Forschungen zu Unterbrechungen zeigen, dass häufige Kontextwechsel (keine Pausen!) zwar kurzfristig zu schnellerem Arbeiten führen können (manchmal ja auch erstaunlich, was man an einem Tag so alles erledigen kann), aber Stress, Frustration und Erschöpfung erhöhen (hier zeigen sich dann die Tage, an denen gar nichts mehr geht). [Siehe: The cost of interrupted work: More speed and stress (2008); Work interruptions of office workers: The influence of the complexity of primary work tasks on the perception of interruptions (2024)]

Vier Stunden Erwerbstätigkeit in meiner kinderlosen Zeit sahen einfach anders aus als vier Stunden Arbeit jetzt. Ich würde sogar behaupten ich schaffe heute mehr in vier Stunden, weil ich muss. Gleichzeitig schaffe ich nicht nur mehr, sondern belaste mich auch mehr, weil ich muss.

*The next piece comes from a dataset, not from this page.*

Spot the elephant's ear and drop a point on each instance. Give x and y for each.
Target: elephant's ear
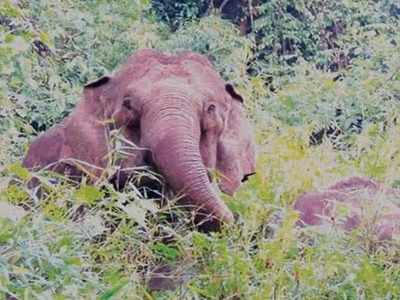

Es ist keine Frage, ob ich heute produktiv sein kann oder nicht, ob ich heute langsamer mache oder nicht – es ist absolut erforderlich produktiv zu sein. Vier Stunden Arbeit sind für mich persönlich heute viel mehr wert als damals. Und vier Stunden Pause haben gefühlt fatalere Konsequenzen als damals.

Wir dürfen uns der Kosten bewusst werden, die die ständigen Unterbrechungen und auch der – hoffentlich mittlerweile allseits bekannte – Mental Load (hier eine Auffrischung als Comic) in Bezug auf unsere Produktivtät im klassichen Sinne, mit sich bringt.

💭 Hilft möglicherweise: Nicht von besseren Zeiten träumen (egal ob in der Vergangenheit oder Zukunft), als alles noch anders war oder man wieder mehr Zeit haben wird. Wir haben alle gleich viel Zeit pro Tag (über die anderen Ressourcen sprechen wir kurz mal nicht – ich weiß die Aussage stimmt so nicht). Nutzen wir, was wir haben. Bewerten wir das Hier und Jetzt. Wie produktiv waren wir heute? Nicht im Vergleich zu gestern, oder morgen und auch nicht gemessen an fremden Erwartungen. Vielleicht gemessen an dem Sinn des Tages für dein Leben, wenn du den Tag ausstellen würdest im Museum deines Lebens á la John Strelecky... War er erfüllend?

Im Jahr 2023 arbeiteten 31 % der Angestellten in Deutschland in Teilzeit. Besonders auffällig ist der Unterschied zwischen den Geschlechtern (Überraschung!): Während jede zweite Frau (50 %) in Teilzeit beschäftigt war, lag die Quote bei Männern nur bei 13 % (Statistisches Bundesamt, Destatis).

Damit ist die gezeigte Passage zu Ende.